Some people turn to HGH, a medical abbreviation for human growth hormone, to help them look and feel young. They use HGH injections, pills, powders and sprays to turn back the hands of time. Do these products really work?
According to a small body of research, they do work. However, some products work better than others, and others can be dangerous. HGH injections, for example, can be harmful outside their intended use.
Natural HGH is produced in the human body by the pituitary gland, a small endocrine gland that is located at the base of the brain. This growth hormone is essential for childhood growth, and the adult body requires it for various functions.
HGH production hits its peak during adolescence and gradually declines during adulthood. By middle age, most people experience a significant drop in HGH levels, which contributes to the aging process. To stimulate the pituitary gland to increase HGH production, some people turn to synthetic HGH or homeopathic supplements.
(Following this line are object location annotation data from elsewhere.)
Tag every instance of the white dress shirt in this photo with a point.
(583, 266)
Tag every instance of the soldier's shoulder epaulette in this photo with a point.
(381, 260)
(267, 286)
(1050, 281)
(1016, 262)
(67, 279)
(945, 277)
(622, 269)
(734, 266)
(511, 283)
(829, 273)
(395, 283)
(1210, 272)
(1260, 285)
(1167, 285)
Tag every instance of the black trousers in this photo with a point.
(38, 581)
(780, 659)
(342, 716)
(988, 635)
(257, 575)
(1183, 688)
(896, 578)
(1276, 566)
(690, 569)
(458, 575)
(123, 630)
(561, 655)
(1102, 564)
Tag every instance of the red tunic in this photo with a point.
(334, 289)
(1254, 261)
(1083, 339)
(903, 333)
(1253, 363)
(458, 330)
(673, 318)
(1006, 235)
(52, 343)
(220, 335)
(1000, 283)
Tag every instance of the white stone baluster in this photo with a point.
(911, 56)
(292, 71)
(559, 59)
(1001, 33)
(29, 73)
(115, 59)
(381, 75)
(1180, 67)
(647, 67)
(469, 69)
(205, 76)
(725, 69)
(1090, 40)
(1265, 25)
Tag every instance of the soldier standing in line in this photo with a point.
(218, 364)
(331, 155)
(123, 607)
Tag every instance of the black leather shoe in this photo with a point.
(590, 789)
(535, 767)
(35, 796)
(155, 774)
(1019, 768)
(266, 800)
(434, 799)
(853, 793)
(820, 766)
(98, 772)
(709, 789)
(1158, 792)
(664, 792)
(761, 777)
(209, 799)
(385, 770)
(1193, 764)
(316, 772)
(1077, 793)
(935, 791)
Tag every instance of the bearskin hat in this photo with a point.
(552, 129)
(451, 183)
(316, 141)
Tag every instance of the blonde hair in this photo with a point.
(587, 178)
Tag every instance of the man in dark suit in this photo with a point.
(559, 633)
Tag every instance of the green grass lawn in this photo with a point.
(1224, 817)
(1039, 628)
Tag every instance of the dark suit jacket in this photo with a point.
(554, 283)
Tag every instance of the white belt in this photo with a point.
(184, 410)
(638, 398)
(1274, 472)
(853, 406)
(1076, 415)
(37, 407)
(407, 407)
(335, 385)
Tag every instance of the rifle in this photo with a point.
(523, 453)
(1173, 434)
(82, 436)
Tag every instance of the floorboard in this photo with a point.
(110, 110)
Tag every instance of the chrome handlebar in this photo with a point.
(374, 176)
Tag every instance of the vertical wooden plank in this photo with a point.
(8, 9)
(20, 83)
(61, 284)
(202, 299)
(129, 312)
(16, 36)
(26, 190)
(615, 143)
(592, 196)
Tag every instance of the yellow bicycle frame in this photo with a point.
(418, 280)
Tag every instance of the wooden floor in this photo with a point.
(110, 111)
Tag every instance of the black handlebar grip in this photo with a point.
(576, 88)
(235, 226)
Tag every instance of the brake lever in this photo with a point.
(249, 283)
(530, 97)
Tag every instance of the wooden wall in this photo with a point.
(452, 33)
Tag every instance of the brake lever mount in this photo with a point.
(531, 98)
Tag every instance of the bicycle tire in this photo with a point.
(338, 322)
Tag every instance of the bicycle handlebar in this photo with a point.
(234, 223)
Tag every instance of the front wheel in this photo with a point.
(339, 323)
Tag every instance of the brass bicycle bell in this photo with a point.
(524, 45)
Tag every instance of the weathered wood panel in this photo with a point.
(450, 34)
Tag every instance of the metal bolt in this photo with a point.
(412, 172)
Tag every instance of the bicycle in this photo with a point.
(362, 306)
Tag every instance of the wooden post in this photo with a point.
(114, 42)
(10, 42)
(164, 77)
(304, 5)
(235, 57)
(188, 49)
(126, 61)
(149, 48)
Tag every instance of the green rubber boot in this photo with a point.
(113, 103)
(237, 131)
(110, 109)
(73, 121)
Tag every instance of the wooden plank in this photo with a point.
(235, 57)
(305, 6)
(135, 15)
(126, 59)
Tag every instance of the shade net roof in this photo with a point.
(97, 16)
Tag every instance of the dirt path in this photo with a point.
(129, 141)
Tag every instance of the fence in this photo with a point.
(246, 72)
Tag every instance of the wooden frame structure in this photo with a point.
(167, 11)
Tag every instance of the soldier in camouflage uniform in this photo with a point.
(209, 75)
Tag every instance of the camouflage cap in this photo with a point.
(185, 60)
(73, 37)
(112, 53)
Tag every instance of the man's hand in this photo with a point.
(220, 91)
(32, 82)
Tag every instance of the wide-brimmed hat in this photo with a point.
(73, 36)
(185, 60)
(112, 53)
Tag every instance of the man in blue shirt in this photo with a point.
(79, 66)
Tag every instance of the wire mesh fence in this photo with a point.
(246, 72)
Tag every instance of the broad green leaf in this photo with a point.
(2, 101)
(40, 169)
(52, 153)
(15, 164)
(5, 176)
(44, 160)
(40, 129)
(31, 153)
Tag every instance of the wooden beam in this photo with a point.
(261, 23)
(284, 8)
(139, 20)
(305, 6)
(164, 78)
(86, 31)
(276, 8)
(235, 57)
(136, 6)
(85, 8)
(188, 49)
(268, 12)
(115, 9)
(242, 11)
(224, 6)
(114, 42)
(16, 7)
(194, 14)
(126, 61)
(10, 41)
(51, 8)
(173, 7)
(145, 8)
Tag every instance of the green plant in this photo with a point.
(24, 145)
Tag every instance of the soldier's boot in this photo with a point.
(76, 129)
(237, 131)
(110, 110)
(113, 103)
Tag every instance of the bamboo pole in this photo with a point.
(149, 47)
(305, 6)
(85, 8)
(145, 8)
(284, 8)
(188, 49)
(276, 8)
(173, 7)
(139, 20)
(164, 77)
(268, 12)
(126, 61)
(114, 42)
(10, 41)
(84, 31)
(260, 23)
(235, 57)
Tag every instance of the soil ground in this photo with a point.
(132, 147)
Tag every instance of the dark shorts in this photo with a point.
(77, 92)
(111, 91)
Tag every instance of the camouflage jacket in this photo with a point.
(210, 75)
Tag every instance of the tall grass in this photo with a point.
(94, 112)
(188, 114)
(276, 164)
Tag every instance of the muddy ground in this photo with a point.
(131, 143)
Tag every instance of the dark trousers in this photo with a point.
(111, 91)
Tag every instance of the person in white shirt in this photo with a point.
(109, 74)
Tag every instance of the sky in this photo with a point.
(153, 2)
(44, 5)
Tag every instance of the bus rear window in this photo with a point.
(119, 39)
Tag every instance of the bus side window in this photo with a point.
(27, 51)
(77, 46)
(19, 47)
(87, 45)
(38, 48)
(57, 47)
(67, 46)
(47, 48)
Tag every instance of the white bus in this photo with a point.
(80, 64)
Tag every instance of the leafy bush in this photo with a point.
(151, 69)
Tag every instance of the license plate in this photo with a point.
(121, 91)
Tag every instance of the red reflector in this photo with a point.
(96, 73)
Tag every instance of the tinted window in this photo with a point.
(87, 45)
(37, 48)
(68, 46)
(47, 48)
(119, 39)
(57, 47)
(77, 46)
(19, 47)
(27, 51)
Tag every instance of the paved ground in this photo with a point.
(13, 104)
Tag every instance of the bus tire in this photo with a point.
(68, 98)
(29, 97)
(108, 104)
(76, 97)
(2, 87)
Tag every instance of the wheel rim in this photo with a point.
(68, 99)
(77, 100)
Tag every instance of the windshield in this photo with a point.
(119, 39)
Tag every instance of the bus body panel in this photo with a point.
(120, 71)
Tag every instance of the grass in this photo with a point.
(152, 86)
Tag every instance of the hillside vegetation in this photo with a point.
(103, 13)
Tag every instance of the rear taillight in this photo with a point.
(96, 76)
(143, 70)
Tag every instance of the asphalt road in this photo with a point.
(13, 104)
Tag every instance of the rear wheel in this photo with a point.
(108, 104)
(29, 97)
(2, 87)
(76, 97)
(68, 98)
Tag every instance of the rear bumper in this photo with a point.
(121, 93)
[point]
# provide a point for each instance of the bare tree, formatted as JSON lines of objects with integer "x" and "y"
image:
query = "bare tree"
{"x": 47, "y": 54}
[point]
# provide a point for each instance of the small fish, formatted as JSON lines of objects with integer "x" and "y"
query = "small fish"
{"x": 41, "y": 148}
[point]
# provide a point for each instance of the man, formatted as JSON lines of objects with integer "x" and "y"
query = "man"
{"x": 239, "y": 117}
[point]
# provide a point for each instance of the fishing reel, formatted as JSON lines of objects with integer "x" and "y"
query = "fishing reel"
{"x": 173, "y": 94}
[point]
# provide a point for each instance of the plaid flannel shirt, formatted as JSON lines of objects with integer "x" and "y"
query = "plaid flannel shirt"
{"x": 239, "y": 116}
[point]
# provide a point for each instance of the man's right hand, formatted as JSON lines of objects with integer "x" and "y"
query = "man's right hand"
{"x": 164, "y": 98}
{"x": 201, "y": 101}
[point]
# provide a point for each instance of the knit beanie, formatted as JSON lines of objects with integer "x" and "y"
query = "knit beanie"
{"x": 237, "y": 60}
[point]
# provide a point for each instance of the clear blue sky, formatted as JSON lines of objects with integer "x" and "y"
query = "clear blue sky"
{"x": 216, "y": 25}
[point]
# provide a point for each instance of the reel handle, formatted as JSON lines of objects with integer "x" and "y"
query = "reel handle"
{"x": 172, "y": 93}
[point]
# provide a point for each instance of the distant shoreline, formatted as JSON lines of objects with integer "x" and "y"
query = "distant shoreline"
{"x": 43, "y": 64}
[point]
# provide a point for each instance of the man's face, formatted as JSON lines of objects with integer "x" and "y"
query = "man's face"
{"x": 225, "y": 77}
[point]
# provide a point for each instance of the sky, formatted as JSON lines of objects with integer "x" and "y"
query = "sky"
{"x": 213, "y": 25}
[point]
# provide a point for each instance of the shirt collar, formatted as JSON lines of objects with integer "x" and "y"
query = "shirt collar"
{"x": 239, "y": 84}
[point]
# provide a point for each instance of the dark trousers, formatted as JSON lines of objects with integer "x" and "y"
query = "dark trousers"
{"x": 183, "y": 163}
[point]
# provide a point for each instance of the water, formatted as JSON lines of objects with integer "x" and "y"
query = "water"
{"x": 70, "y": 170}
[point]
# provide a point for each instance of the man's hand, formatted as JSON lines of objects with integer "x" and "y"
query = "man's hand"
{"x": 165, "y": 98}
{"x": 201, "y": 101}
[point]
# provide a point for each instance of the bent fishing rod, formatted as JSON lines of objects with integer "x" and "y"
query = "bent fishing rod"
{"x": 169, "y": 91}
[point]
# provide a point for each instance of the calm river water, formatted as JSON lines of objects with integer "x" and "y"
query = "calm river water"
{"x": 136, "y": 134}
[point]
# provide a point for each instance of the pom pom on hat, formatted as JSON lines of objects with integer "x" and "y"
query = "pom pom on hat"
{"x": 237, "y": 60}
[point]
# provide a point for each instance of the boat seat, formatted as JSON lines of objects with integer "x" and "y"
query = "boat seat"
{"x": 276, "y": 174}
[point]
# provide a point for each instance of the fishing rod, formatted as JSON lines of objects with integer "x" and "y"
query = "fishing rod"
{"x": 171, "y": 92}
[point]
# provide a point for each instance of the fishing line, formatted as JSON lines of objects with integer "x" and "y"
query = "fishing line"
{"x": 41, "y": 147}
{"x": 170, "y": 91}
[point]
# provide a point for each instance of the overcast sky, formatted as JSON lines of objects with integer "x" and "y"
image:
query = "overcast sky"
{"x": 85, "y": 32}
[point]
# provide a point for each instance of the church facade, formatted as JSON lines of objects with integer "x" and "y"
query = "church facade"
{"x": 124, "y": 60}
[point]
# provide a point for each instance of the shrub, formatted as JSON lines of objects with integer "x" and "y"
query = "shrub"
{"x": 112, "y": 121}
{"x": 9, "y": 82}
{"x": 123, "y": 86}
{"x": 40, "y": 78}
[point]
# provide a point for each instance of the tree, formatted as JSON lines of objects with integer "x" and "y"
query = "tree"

Synthetic HGH was developed in the mid-1980s. It received approval from the Food and Drug Administration (FDA) for specific medical uses related to human growth hormone deficiency. Most HGH prescriptions treat children for various genetic disorders. In adults, the hormone is prescribed for problems related to pituitary tumors, HIV/AIDS and other serious conditions.
In 1990, a study published in the “New England Journal of Medicine” examined the link between HGH and weight loss. Since then, people have used the synthetic hormone for a variety of off-label purposes, none of which are approved by the FDA. Some athletes use the hormone for its performance-enhancing qualities, while older adults seek its anti-aging properties.
Some people prefer natural supplements to prescription HGH. Supplements typically contain amino acids, growth factors, herbs and other ingredients that boost the body’s natural production of growth hormone. Products like HGH Pro, HGH Energizer, Sytropin and GenF20 — in the form of pills or sprays — claim to turn back the clock or boost athletic performance.
Many supplements do achieve what they claim. Natural HGH has been shown to build muscle, reduce fat, restore hair growth, normalize blood sugar, strengthen immunity, increase energy and boost the sex drive. Prescription HGH can do this, too, but sometimes at a cost.
HGH Side Effects
Prescription HGH is said to cause a number of potential side effects. Among them are joint pain, edema, skin numbness and high cholesterol. Human growth hormone may increase the risk diabetes, and it is also linked to the development of cancerous tumors.
Moreover, people who obtain prescription HGH illicitly may actually receive counterfeit drugs. Unless human growth hormone is prescribed by a doctor, there is always the chance of getting something that has not been approved. It is wise to consult with a doctor before using HGH in any form.